Fill spout or fill elbow may have frozen shut from sitting so long unused...










jeff.


----------



## bragl01 (Aug 7, 2006)

Sorry about that . . . what a rookie move. Frigidaire model FRS24WSGW1. The idea of the frozen tube makes good sense and your diagram closely resembles my units components. I'll try a defrost or maybe a blowdryer on the area of the tube. Thanks!


----------



## jeff1 (Dec 17, 2003)

The fill spout...










...should pull out from inside the freezer on your model.

The elbow...










...will only come out from the back of the refrigerator.
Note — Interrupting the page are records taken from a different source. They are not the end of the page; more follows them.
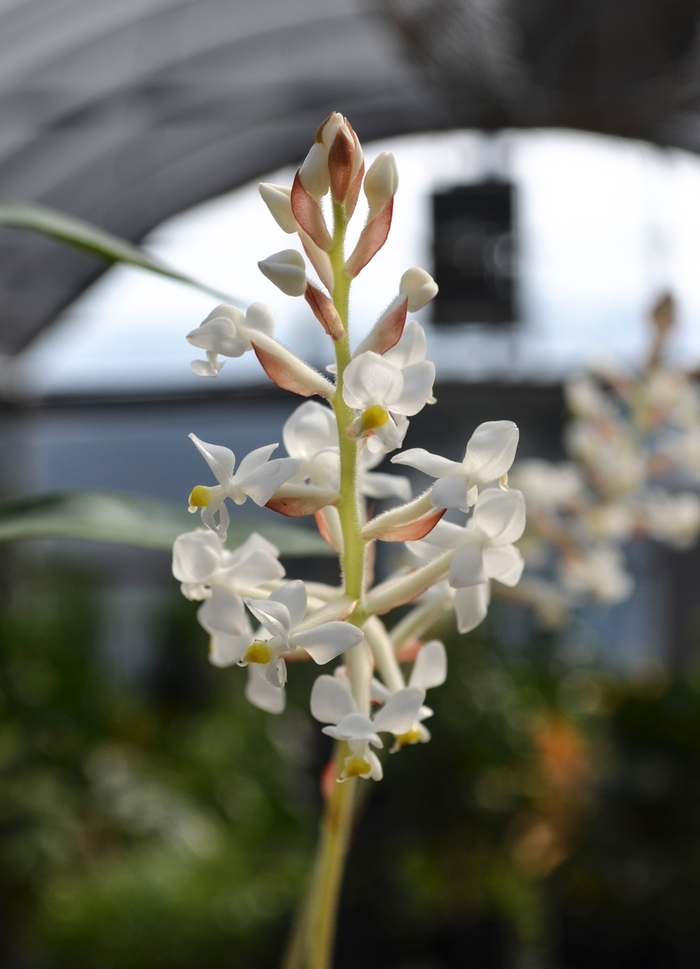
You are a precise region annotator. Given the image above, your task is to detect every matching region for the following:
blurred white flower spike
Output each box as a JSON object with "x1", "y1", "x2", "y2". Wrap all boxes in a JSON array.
[
  {"x1": 508, "y1": 294, "x2": 700, "y2": 626},
  {"x1": 173, "y1": 112, "x2": 524, "y2": 788}
]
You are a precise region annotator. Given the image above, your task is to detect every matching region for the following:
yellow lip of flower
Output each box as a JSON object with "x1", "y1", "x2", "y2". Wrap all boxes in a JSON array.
[
  {"x1": 360, "y1": 404, "x2": 389, "y2": 433},
  {"x1": 343, "y1": 756, "x2": 372, "y2": 778},
  {"x1": 189, "y1": 485, "x2": 218, "y2": 511},
  {"x1": 391, "y1": 727, "x2": 420, "y2": 754},
  {"x1": 243, "y1": 643, "x2": 272, "y2": 664}
]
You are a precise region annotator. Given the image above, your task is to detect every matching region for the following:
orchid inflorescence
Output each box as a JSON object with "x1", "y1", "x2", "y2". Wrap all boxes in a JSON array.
[
  {"x1": 512, "y1": 295, "x2": 700, "y2": 625},
  {"x1": 173, "y1": 113, "x2": 525, "y2": 780}
]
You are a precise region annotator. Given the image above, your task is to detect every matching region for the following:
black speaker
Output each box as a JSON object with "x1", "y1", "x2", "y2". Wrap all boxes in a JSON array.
[{"x1": 433, "y1": 180, "x2": 517, "y2": 324}]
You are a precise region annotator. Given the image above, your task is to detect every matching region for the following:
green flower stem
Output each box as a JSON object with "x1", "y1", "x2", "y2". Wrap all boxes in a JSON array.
[{"x1": 292, "y1": 199, "x2": 371, "y2": 969}]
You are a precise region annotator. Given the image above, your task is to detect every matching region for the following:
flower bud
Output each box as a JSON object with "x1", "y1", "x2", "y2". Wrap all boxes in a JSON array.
[
  {"x1": 399, "y1": 266, "x2": 438, "y2": 313},
  {"x1": 258, "y1": 182, "x2": 299, "y2": 232},
  {"x1": 299, "y1": 144, "x2": 331, "y2": 199},
  {"x1": 258, "y1": 249, "x2": 306, "y2": 296},
  {"x1": 364, "y1": 151, "x2": 399, "y2": 219}
]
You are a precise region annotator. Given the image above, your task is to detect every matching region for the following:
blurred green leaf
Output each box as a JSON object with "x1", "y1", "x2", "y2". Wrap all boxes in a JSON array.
[
  {"x1": 0, "y1": 491, "x2": 335, "y2": 557},
  {"x1": 0, "y1": 202, "x2": 241, "y2": 304}
]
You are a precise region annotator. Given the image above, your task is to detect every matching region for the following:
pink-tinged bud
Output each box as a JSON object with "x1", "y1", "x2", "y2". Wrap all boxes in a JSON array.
[
  {"x1": 258, "y1": 182, "x2": 299, "y2": 232},
  {"x1": 304, "y1": 283, "x2": 345, "y2": 340},
  {"x1": 353, "y1": 296, "x2": 408, "y2": 357},
  {"x1": 399, "y1": 266, "x2": 438, "y2": 313},
  {"x1": 299, "y1": 144, "x2": 331, "y2": 199},
  {"x1": 362, "y1": 508, "x2": 447, "y2": 542},
  {"x1": 248, "y1": 331, "x2": 335, "y2": 400},
  {"x1": 299, "y1": 227, "x2": 335, "y2": 293},
  {"x1": 364, "y1": 151, "x2": 399, "y2": 220},
  {"x1": 328, "y1": 124, "x2": 355, "y2": 202},
  {"x1": 258, "y1": 249, "x2": 306, "y2": 296},
  {"x1": 345, "y1": 121, "x2": 365, "y2": 219},
  {"x1": 267, "y1": 483, "x2": 340, "y2": 518},
  {"x1": 315, "y1": 111, "x2": 345, "y2": 150},
  {"x1": 290, "y1": 171, "x2": 333, "y2": 252},
  {"x1": 345, "y1": 199, "x2": 394, "y2": 279}
]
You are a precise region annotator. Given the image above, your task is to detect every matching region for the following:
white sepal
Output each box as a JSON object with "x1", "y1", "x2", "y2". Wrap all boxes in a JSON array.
[{"x1": 258, "y1": 249, "x2": 306, "y2": 296}]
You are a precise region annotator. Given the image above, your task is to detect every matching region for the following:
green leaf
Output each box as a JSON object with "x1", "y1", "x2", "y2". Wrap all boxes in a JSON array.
[
  {"x1": 0, "y1": 201, "x2": 244, "y2": 306},
  {"x1": 0, "y1": 491, "x2": 335, "y2": 558}
]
> I'll try a defrost or maybe a blowdryer on the area of the tube


A hair dryer works well, be careful of any plastic or foam parts, that they don't melt.

jeff.


----------



## carneywatson001 (Apr 29, 2015)

If the freezer temperature is above 10 degrees Fahrenheit (-12C), the ice maker will not produce ice cubes efficiently. The freezer temperature should be set between 0 and 5 degrees Fahrenheit (-18 to -15C) for the ice maker to work properly. If the freezer temperature is too high, ensure that the condenser coils are clear of debris and the condenser fan is working properly. In addition, check to see if frost has accumulated on the evaporator coils. If the evaporator coils are frosted over, part of the defrost system has likely failed.


----------



## danpik (Sep 11, 2011)

carneywatson001 said:


> If the freezer temperature is above 10 degrees Fahrenheit (-12C), the ice maker will not produce ice cubes efficiently. The freezer temperature should be set between 0 and 5 degrees Fahrenheit (-18 to -15C) for the ice maker to work properly. If the freezer temperature is too high, ensure that the condenser coils are clear of debris and the condenser fan is working properly. In addition, check to see if frost has accumulated on the evaporator coils. If the evaporator coils are frosted over, part of the defrost system has likely failed.


I am going to assume that since the original poster asked this question 9 years ago the problem has either been resolved or the frige has been replaced


----------